MISS JEANS IN ONALASKA,PRETTY GOOD BBQ


----------



## Kickapoo Duke (May 15, 2010)

I still like Jerry's in Onalaska for home cooking and a good variety.

fishin_envy: Pet Spoon and Danny O offer ice cream sandwiches from their boat, they don't sell them but they do accept donations


----------



## Sunbeam (Feb 24, 2009)

Reading about all the places to eat flung a craven on me. Put together a big bait of chicken and shrimp gumbo about 10AM. Been simmering on low ever since. 
Rulyn and the boy say it is good. Guess I better go get some. Drooling on the key board.........not good for the binary bits and stuff.


----------



## redexpress (Apr 5, 2010)

Off subject, but I had the best gumbo ever last week at Cafe Vermillionville in Lafayette, and the worst etouffe.


----------



## fishy (Jun 20, 2005)

Texas Pepper- Really good Mexican food and Chicken Fried Steaks


----------



## RiverRat1962 (Mar 23, 2009)

HurleyJW said:


> For a good greasy burger shack, try Nells Burgers on 2457 just west of 190.
> 
> Hurley


When I'm in town I always stop there for the steak sandwich and onion rings.


----------



## shadslinger (Aug 21, 2005)

Now, getting on South East of here, "Floyd's", just past the Washington exit of 287 on the feeder) in Beaumont has the best seafood within a 100 miles. It has a SS approval rating of 9.2!


----------



## live2fish247 (Jul 31, 2007)

I noticed a lot of people saying Floridas has gone downhill. The first time I ate there a couple of years ago they had some of the best ribs Id ever gotten at a restaraunt. Now they seem to be hit and miss. I've only eaten the ribs there and sometimes they're great and sometimes mediocre. What's up with that? Are they under new management or something?

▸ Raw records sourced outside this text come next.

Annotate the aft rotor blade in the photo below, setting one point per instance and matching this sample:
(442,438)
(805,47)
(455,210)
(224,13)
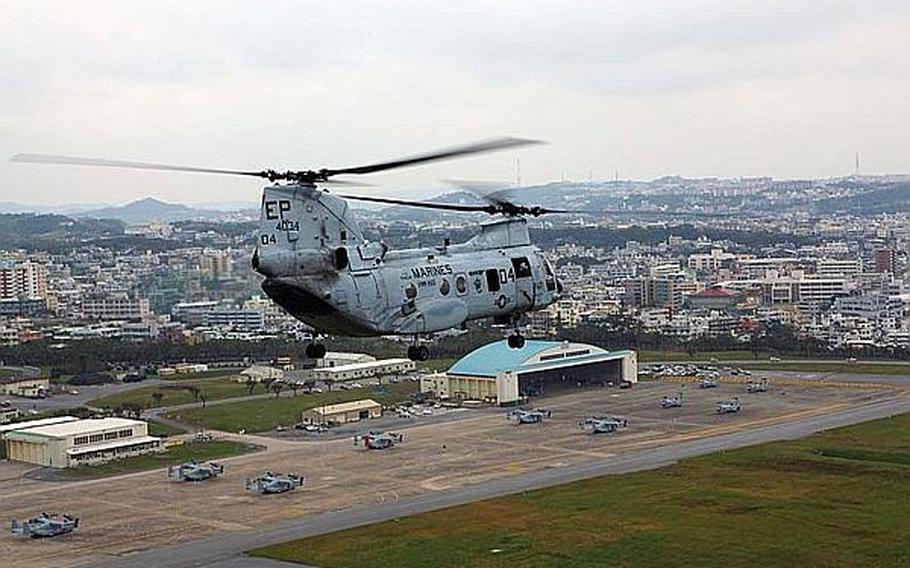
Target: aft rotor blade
(100,162)
(423,204)
(445,154)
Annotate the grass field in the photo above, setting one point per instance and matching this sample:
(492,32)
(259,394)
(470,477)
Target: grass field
(178,393)
(177,454)
(265,414)
(836,500)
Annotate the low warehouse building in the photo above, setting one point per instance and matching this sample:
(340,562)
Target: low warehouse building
(71,442)
(344,412)
(261,373)
(500,374)
(354,371)
(31,387)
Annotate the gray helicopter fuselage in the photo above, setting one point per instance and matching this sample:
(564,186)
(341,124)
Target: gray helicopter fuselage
(318,266)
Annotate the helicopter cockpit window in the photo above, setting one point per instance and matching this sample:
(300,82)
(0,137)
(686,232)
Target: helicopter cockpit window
(493,280)
(522,267)
(550,276)
(461,284)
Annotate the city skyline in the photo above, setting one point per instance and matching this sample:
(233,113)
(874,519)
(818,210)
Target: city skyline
(790,90)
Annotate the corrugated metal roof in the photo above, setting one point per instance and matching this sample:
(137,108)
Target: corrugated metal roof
(352,406)
(85,426)
(39,422)
(493,358)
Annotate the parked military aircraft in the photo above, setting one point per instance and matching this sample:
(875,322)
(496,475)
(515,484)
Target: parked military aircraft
(603,424)
(270,483)
(320,267)
(672,401)
(728,406)
(195,471)
(45,525)
(523,416)
(377,440)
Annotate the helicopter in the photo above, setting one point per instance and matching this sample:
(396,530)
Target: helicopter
(195,471)
(45,525)
(320,268)
(728,406)
(603,425)
(376,440)
(672,401)
(272,483)
(523,416)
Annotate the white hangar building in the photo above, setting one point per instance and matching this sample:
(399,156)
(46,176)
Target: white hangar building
(496,373)
(67,441)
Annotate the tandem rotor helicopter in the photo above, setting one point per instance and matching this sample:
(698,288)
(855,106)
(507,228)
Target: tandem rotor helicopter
(319,267)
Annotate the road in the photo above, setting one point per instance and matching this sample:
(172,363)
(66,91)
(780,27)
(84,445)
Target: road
(226,550)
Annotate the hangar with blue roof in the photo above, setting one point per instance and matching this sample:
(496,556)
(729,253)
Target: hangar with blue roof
(500,374)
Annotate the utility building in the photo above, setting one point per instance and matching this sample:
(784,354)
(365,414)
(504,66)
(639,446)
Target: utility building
(354,371)
(344,412)
(496,373)
(68,441)
(31,387)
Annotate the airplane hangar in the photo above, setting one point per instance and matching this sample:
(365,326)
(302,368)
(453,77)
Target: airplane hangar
(497,373)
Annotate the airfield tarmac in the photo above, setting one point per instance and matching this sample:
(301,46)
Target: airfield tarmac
(440,456)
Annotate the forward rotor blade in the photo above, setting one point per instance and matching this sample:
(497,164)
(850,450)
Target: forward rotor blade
(98,162)
(446,154)
(423,204)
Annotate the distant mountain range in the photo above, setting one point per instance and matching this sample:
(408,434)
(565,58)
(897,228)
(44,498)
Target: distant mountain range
(145,210)
(148,210)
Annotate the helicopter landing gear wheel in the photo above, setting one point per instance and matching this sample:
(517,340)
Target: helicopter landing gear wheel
(516,341)
(315,350)
(418,353)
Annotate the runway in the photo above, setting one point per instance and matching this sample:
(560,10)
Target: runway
(226,550)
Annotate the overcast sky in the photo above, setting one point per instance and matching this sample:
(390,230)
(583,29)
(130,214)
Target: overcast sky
(788,88)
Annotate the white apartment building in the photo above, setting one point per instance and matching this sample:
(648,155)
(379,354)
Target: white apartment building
(116,308)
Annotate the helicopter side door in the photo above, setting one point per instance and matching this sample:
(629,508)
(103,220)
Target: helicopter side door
(500,286)
(525,287)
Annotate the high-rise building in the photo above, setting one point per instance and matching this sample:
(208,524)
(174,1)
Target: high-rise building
(27,279)
(884,260)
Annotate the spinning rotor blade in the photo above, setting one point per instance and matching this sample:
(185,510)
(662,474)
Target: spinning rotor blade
(299,176)
(77,161)
(446,154)
(423,204)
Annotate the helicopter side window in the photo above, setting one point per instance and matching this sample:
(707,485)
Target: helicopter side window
(550,276)
(522,267)
(493,283)
(461,284)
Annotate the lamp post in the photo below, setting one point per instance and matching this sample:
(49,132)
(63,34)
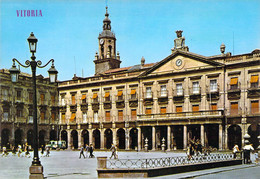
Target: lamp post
(36,169)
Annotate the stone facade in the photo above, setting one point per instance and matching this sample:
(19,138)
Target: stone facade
(16,109)
(183,97)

Sent from my Droid using Tapatalk


----------



## fishin_envy (Aug 13, 2010)

The ribs is what I ate last year ay Floridas when my cast iron stomach decided to revolt. The prevous trips I had eaten the seafood.

SS, I 2nd your comment on Floyds. Not only great food, but fantastic service.


----------



## tbone2374 (Feb 27, 2010)

SS, I 2nd your comment on Floyds. Not only great food, but fantastic service.[/QUOTE] So, where is Floyd's


----------



## bueyescowboy (Apr 10, 2005)

I ll chime in....the only place in livingston that actually is decent is Joe's Italian. Excellent food and service. Can't comment on texas pepper never been there. And got decent food at catfish king but that was awhile back and only went once.
All the mexican food places in livingston...hum...need help. Haven't found a decent one yet. Pablo varieo has the worst of all. How they keep the parking lot full is beyond me. Now 5 yrs ago they had decent food and price but that all changed.
if your bring the family go to Joe's. you ll be glad you did.


----------



## rocket34 (Jul 7, 2009)

BEC is right about Joe's the food is as good as any I have had. Not sure about the deal with Florida's. I am thinking Florida may not be spending as much time there as she once did. I forgot about Jery's in my earlier comments. The food there is really good. Try the pork chops and on Sunday the fried chicken.


----------



## fishin_envy (Aug 13, 2010)

tbone2374 said:


> SS, I 2nd your comment on Floyds. Not only great food, but fantastic service.


 So, where is Floyd's[/QUOTE]

Beaumont


----------